У забора возился человек, орудуя топором. Он поддевал и отдирал доски одну за другой. Тут же стояли салазки.

Увлеченный работой, человек не заметил, как к нему подошел Терентий Петрович. И от испуга даже выронил топор, когда Терентий Петрович, задыхаясь от злобы, прошипел ему в ухо:

— Ты что же это, подлец такой? Что ты делаешь?

Человек отпрянул. Посмотрел на оторванные доски.

— А чего? Нечем топить. Замерзаем, — хрипло сказал он.

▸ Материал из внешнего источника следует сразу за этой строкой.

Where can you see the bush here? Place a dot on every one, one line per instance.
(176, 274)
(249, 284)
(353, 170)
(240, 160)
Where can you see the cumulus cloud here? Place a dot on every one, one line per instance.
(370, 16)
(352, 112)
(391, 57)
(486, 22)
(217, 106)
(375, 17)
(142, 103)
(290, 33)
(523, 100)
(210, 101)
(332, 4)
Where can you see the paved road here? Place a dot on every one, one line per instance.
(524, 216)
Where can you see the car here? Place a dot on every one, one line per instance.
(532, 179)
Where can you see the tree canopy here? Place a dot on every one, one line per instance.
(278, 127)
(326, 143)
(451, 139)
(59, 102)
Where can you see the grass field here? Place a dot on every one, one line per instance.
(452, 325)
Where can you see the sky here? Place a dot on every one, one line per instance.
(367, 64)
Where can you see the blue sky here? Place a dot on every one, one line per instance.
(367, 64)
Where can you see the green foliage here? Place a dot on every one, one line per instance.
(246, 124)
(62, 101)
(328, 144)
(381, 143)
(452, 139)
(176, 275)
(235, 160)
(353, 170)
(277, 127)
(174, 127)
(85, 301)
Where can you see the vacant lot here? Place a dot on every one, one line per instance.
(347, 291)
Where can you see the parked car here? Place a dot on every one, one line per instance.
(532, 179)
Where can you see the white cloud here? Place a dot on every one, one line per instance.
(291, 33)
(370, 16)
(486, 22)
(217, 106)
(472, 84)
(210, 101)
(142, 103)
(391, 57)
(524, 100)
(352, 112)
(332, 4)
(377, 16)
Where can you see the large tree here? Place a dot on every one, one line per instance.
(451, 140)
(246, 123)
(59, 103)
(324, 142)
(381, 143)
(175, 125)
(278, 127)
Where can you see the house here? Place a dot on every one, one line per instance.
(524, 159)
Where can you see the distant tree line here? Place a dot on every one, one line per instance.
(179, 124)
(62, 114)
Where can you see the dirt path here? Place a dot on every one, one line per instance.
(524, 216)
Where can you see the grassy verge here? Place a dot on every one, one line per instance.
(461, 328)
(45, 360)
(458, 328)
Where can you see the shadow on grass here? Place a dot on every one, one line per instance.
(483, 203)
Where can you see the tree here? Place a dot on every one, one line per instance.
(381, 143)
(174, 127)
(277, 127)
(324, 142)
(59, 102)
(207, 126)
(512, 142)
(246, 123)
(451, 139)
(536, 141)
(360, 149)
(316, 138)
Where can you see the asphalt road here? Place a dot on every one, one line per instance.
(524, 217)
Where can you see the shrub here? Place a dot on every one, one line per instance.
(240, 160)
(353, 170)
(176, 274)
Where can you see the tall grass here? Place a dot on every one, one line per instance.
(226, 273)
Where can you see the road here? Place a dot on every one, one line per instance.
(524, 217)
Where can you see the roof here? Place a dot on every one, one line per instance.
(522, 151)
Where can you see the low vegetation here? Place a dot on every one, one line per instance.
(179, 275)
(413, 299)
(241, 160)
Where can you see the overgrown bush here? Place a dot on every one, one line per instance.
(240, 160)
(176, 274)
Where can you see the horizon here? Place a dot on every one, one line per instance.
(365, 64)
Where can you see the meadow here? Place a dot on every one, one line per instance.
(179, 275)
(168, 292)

— Значит, красть надо? Другого пути нет у тебя?

Терентий Петрович разглядывал вора. Это был высокий, могутный мужчина. И одет он был хорошо. В простом, но в крепком.

— Ты работаешь? На брони? — допрашивал Терентий Петрович, скрипя на мерзлом снегу деревяшками и помахивая костылем. — Говорю: почему не на фронте?

— Ну работаю, ясно. Как специалист — забронированный, — ответил мужчина. — А дров у нас не дают. Где возьмешь?

— Где возьмешь? — переспросил Терентий Петрович, чувствуя, что немного еще и он ударит человека. — А это как раз для тебя припасли? Забор для тебя поставили? Чтобы ты его в печке своей сжег?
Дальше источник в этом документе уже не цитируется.